In real applications, you may need to better manage keys and handle exceptions while ensuring the security of private keys.
Verification OK
To convert the RSA public key exponent (E) and modulus (N) into .pem format, you can use the cryptography library to generate an RSA key pair and save the public key as .pem files. First, you need to install the cryptography library. You can install it using the following command:
pip install cryptography
You can then use the following Python code to generate an RSA key pair and save the public key as a .pem file:
from cryptography.hazmat.backends import default_backend
from cryptography.hazmat.primitives import serialization
from cryptography.hazmat.primitives.asymmetric import rsa
# Public key exponent (E) and modulus (N)
e = 0x00010001
n = 0x88953D31471F761D6F4EA662C5E041DABA36FEBD21F39C741F194869A5C510D70934DD98C308403726CA77604B25DCE8649F6911D4670A99362C5F3F64A0BA92 7AEB64E0F60E02CCE1D0BA4770A1FC0D5E46A30D7EC82F043C21F4D8D86B23298F914144ECD2B1E11D1D37016DBC57693412A2899DC15BEDD998156C605DCE009B6901BC1 497ED41F3DEF4EFD6709F205A046481442572780CEC0F55260E24E8DCA6FA294181B5D3B9B30F391E0BAEBE573FD85948DA9E7BD5ABDA7ECAA835CD8F5C787BF043107DF4A34F0 A875D3DDB22D58085881494BEDA413FAA5E7E7AF1E9B4B6B84F4DA8059C5F1DC0423E448FED7DEC9668E8105439CC9619EC7E99
# Convert integer to byte array
e_bytes = e.to_bytes((e.bit_length() + 7) // 8, byteorder='big')
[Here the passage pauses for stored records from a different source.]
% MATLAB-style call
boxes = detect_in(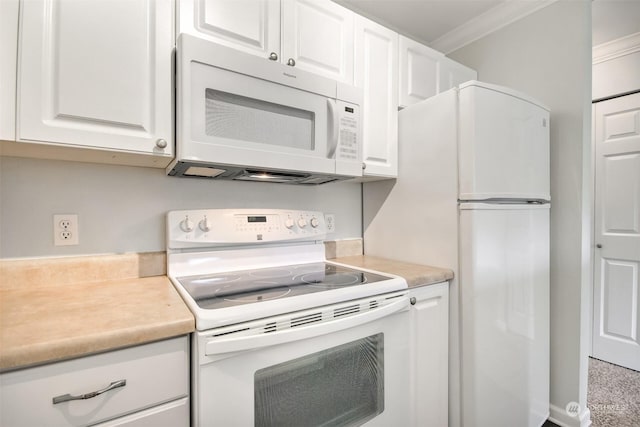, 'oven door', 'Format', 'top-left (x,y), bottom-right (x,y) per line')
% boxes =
(193, 293), (409, 426)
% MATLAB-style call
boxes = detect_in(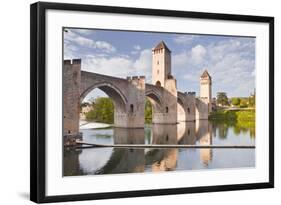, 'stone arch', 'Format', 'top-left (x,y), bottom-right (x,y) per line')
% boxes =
(80, 82), (127, 113)
(145, 90), (163, 113)
(155, 80), (161, 87)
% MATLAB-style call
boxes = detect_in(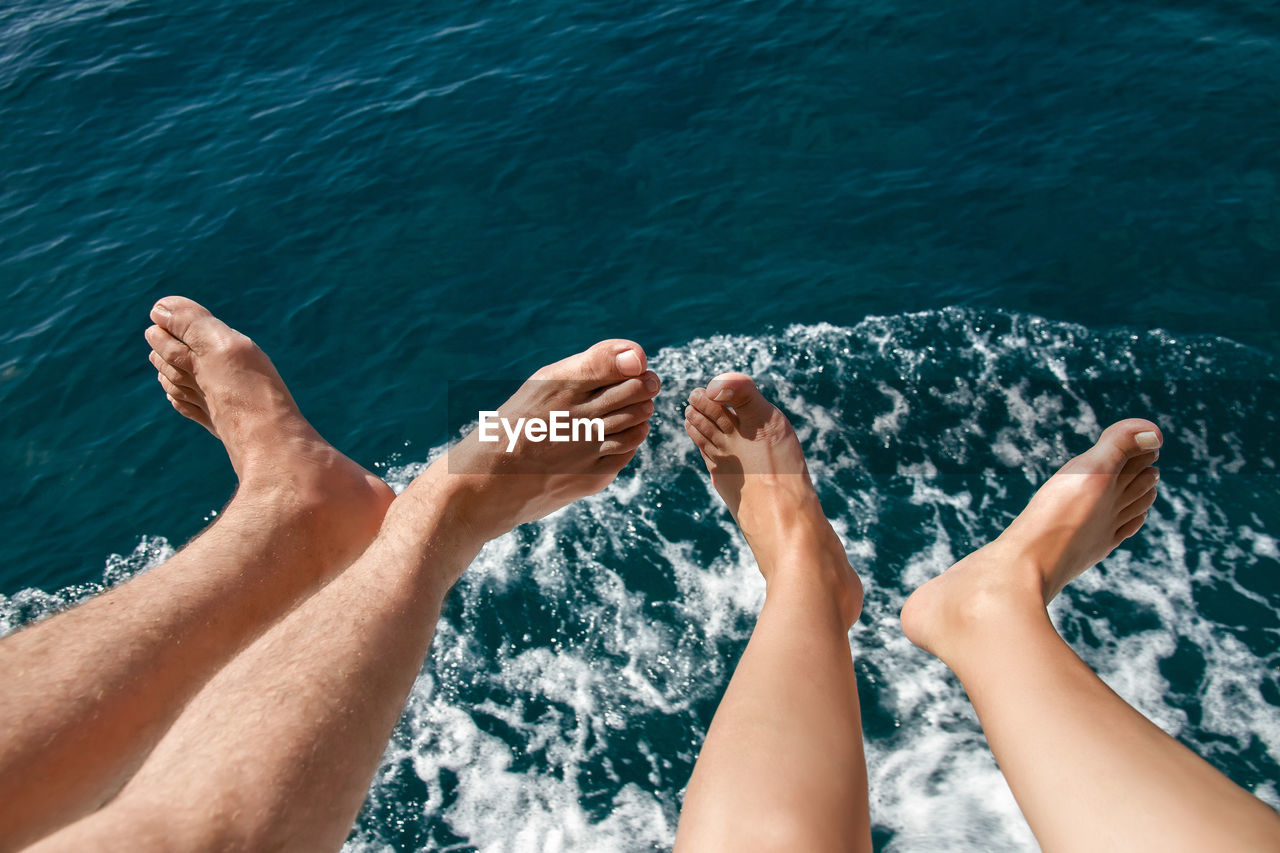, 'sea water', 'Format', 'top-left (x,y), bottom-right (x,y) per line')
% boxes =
(0, 0), (1280, 852)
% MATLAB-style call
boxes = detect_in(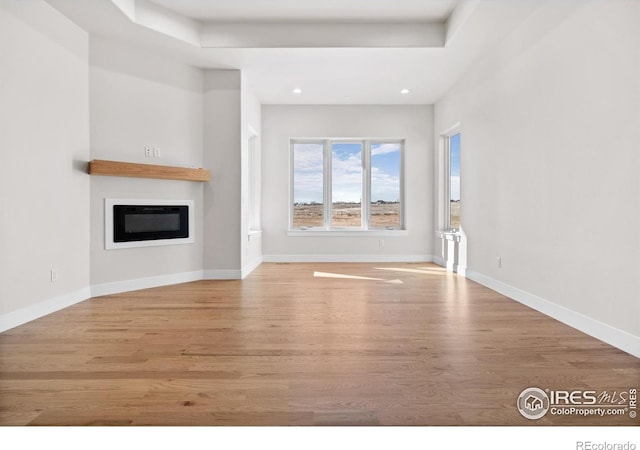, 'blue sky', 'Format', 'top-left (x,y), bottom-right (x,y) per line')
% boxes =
(449, 133), (460, 200)
(294, 142), (400, 203)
n_bytes = n.to_bytes((n.bit_length() + 7) // 8, byteorder='big')
# Generate RSA public key
public_key = rsa.RSAPublicNumbers(e, n).public_key(backend=default_backend())
# Save the public key as a .pem file
pem_format = serialization.PublicFormat.SubjectPublicKeyInfo
pem_data = public_key.public_bytes(encoding=serialization.Encoding.PEM, format=pem_format)
with open("public_key.pem", "wb") as pem_file:
pem_file.write(pem_data)
print("Public key saved as public_key.pem")
This code uses the cryptography library to convert the given public key exponent (E) and modulus (N) into an RSA public key object, and then saves it as a .pem file. Finally, you can find a file named public_key.pem in the directory where the script is located, which contains your RSA public key.